Boksburg – As soon as you pass the high walls of the Boksburg Correctional Service Center and enter the workshop area, the atmosphere of professionalism is palpable.
A production facility consisting of steel and wood workshops is housed inside the prison, as well as an upholstery shop, a textile factory and a bakery.
The scent of cut wood and the scent of freshly baked bread. It’s easy to forget that convicted criminals live here.
The Boksburg Correctional Service Centre plays a big part in rehabilitating prisoners while teaching inmates skills that might help them find employment once they’re released.
While inmates learn to bake or build, their productivity also enables the Correctional Centre to save more than R2 million per year on bread.
Baking loaves
Boksburg Bakery provides the Correctional Centre with dough. Inmates bake approximately 1 720 loaves of bread per day adding up to over 620 000 loaves per year.
The production workshop can accommodate up to 650 prisoners per day and Seta accredited training is also offered to them.
The Correctional Centre currently has 3 415 inmates of whom 2 473 are sentenced offenders.
But is the training actually helpful?
According to inmate Ebrahim Booysen, who is set for release in October 2017, the skills development offered to inmates is something not to be taken for granted.
New beginning
“I’m gaining a lot.

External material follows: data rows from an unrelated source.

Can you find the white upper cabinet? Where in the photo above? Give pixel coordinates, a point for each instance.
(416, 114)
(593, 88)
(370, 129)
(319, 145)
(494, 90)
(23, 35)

When I first came to the facility I thought it was the end of me, that there is no… real life, but then I realised that it’s just the beginning of new life.”
According to the national commissioner of the department of correctional services, Zach Modise, the facility has produced 25 qualified artisans so far.
“For this achievement, we take our hats off to our fellow officials who are artisans and are responsible for offender training as well as the department of labour which has also significantly contributed to these achievements,” he said.